Intel looks set to keep LGA1700 alive a little longer, with a new wave of Raptor Lake Next chips reportedly due at the beginning of next year. The LGA1700 refresh is said to arrive as both mobile and desktop parts under the Core 200 family, and while the branding sounds fresh, the hardware itself may be far less dramatic.

That is hardly a surprise. Intel has been boxed in by a market that still rewards cheaper CPUs and older memory support, while AMD has spent years turning AM4 into a longevity story that refuses to die. If Intel really does squeeze another round out of LGA1700, it is less a reinvention than a practical response to buyers who still want DDR4 and lower platform costs.

Raptor Lake Next under Core 200

The new chips are expected to carry TDP ratings starting at 65 W. The name ”Raptor Lake Next” is also telling: ”Raptor Lake Refresh” is already taken, so this appears to be another pass at the same silicon family rather than a clean break. At best, Intel may nudge clock speeds a bit higher; at worst, this is mostly a rename with better packaging.

  • Platform: LGA1700
  • Expected launch: beginning of next year
  • Form factors: mobile and desktop
  • TDP: from 65 W
  • Family: Core 200

Why Intel is stretching an older socket

LGA1700 first arrived in 2021 and was officially replaced by LGA1851 in 2024, with no public plan to keep the older platform going. But the economics are obvious: supporting DDR4 matters for budget systems, and older chips are generally cheaper to make. That combination has kept plenty of aging PC platforms relevant far longer than their designers probably hoped.

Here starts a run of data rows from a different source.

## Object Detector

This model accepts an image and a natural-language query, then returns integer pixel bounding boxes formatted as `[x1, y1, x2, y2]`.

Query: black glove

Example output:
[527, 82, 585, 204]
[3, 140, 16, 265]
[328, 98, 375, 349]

Intel still will not match AM4’s absurdly long shelf life with this move, but it does signal something useful for buyers: the company is willing to keep feeding a proven socket instead of forcing everyone onto a newer one. The bigger question is whether these Raptor Lake Next parts are a real product strategy or simply Intel finding one more way to monetize hardware it already knows how to ship.